Across two experiments the present research examined the use of social consensus feedback as a strategy for overcoming spontaneous gender stereotyping when certain social role nouns and professional terms are read. Participants were presented with word pairs comprising a role noun (e.g., surgeon) and a kinship term (e.g., mother) and asked to decide whether both terms could refer to the same person. In the absence of training, participants responded more slowly and less accurately to stereotype incongruent pairings (e.g., surgeon/mother) than stereotype congruent pairings (e.g., surgeon/father). When participants were provided with (fictitious) social consensus feedback, constructed to suggest that past participants did not succumb to stereotypes, performance to incongruent pairings improved significantly (Experiment 1). The mechanism(s) through which the social feedback operated were then investigated (Experiment 2), with results suggesting that success was due to social compliance processes. Implications of findings for the field of discourse processing are discussed.

Funding

This research was supported by funding from the European Community's Seventh Framework Program (FP7/2007-2013) under grant agreement no. 237907.

Notes

1 Although this difference in bias ratings was not ideal, it was deemed more pertinent to choose the most strongly biased role nouns for each sex than to choose role nouns with matching degrees of typicality (as evidence of overcoming stereotyping to the strongest exemplars should logically extend to role nouns with a weaker bias rating).
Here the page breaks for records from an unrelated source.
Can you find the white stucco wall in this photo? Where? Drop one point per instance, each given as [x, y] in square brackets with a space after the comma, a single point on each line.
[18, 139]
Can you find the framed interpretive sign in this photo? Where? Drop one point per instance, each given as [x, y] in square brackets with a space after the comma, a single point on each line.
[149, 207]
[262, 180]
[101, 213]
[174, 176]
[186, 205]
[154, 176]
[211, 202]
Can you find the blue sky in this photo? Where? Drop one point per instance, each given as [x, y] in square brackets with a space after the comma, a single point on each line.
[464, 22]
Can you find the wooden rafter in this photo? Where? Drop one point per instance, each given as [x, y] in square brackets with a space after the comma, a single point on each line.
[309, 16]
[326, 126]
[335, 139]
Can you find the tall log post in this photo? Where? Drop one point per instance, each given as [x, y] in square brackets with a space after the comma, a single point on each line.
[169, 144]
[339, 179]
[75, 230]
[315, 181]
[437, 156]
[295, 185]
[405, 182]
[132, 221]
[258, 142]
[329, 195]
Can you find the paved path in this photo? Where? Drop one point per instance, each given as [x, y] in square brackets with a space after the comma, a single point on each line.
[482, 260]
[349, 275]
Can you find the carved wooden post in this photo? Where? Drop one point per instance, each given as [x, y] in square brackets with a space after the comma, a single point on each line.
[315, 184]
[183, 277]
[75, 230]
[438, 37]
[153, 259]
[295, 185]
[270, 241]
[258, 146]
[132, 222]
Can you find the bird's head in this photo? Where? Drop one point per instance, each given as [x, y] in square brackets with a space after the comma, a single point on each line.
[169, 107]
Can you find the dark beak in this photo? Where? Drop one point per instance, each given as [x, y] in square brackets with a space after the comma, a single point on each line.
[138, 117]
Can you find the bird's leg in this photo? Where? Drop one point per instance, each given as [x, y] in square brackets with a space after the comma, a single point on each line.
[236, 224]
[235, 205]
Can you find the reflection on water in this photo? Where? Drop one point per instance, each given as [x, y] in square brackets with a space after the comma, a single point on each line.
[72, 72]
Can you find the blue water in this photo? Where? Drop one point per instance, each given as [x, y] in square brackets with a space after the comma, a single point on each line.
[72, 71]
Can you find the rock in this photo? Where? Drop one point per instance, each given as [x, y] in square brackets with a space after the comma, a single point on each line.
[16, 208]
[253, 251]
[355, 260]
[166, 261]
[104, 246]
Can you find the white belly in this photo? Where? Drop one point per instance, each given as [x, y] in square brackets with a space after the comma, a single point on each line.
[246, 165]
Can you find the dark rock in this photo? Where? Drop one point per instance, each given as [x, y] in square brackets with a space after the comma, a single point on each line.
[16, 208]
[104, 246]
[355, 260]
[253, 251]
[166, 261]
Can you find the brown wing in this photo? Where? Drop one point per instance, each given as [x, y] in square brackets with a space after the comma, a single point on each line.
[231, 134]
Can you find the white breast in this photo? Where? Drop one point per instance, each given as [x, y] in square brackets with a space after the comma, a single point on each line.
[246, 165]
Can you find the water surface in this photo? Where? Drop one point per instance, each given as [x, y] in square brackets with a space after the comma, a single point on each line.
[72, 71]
2 We use the term critical to refer to stereotype biased and neutrally rated items and word pairs that include such an item.
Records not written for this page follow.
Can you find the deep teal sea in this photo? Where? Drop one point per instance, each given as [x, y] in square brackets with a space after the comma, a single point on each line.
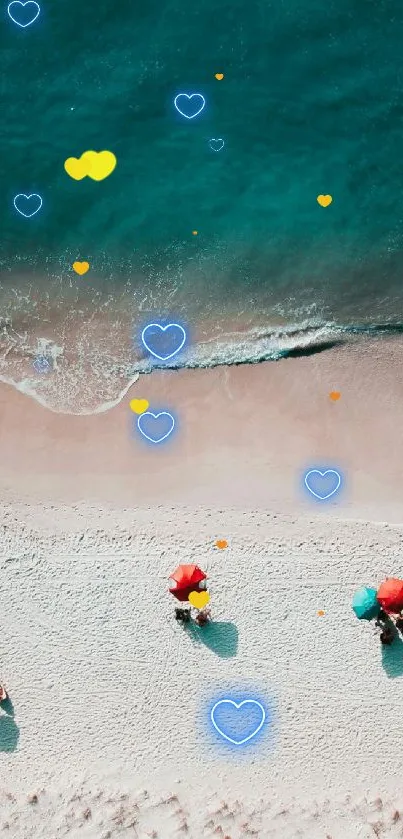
[311, 102]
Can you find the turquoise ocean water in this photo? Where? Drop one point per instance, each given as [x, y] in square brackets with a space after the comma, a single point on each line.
[311, 102]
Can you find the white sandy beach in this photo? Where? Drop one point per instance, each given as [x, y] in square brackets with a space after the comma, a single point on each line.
[109, 733]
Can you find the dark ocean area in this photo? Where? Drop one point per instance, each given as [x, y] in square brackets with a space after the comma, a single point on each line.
[231, 242]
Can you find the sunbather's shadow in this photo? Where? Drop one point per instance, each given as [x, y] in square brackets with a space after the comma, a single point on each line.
[221, 637]
[9, 734]
[392, 658]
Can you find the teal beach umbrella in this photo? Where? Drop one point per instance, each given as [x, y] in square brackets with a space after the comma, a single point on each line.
[365, 604]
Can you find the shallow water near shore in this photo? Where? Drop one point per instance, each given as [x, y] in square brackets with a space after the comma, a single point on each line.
[309, 104]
3 However, despite the fact that accuracy to male, definitionally mismatching word pairs was found to be relatively low in previous experiments by these authors (likely because of the generic interpretation of certain male-specific terms, e.g., host, landlord), feedback continued to strongly suggest that such terms should be interpreted according to their definitional gender (i.e., as male-specific). For instance, if a mismatch pairing such as host/mother was judged as acceptable, feedback stated that only 0 to 2% of people agreed with this response.
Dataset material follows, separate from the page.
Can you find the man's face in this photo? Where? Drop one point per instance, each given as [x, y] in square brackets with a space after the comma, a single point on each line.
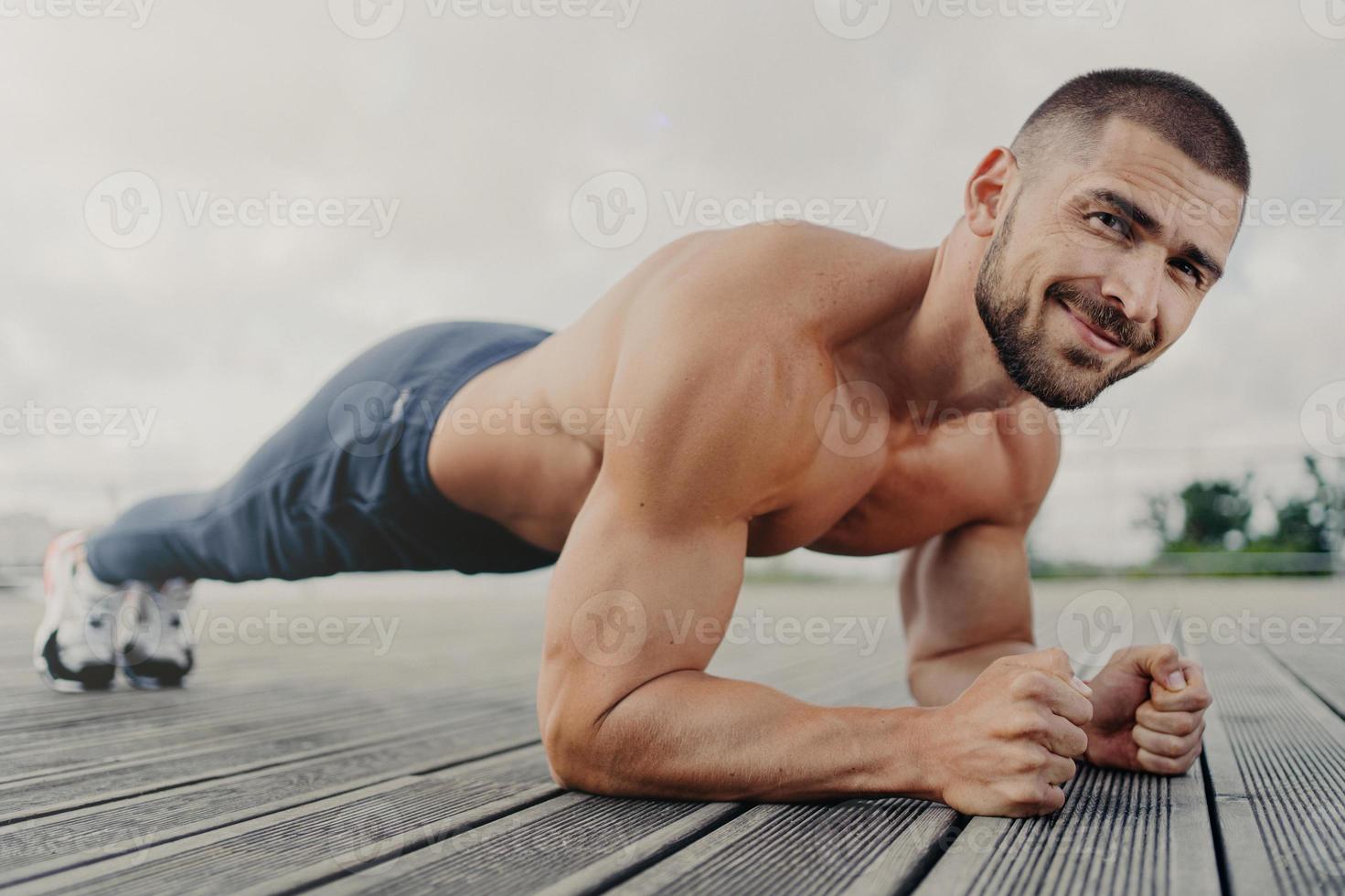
[1096, 268]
4 No reliable main effects or interactions with this variable were found and so it is not considered further. Indeed, gender differences in performance were not anticipated in this study based on previous findings of Oakhill et al. (Citation2005).

5 A one-tailed t-test was used for this comparison (because it was anticipated that performance on the incongruent pairings would improve after the social feedback training), whereas all remaining differences were examined using two-tailed tests. This procedure was also followed for the RT data.

6 However, findings from another study from our lab (Finnegan et al., Citation2014) suggest that practice effects are also likely to have contributed to this decrease in RTs, i.e., participants in a control condition who did not receive feedback after responding in Block 2 of the same judgment task were still found to naturally increase their speed of responding as the experiment progressed.

7 A short pilot study was conducted to assess the credibility of the chosen feedback range. Eight students (all female) were administered just one block of judgment trials (used in Experiment 1), with feedback provided after each response. The newly constructed feedback centered on 50% for stereotype-incongruent pairings, ranging from 35% to 65% for both yes and no responses. On completion of the block of trials, participants were asked a number of questions about their experience of the task. Most importantly, on a scale of 1 (believable) to 5 (unbelievable), it was found that participants judged the RSCF to be “quite believable” (M = 2, SD = 1.07), and all participants reported feeling influenced by the feedback they received. Satisfied with these findings on the plausibility of the feedback provided, Experiment 2 was subsequently conducted using the same parameters. Note that the behavioral data from the pilot study was not analyzed because we were simply interested in ascertaining whether participants found the fictitious feedback to be believable or not.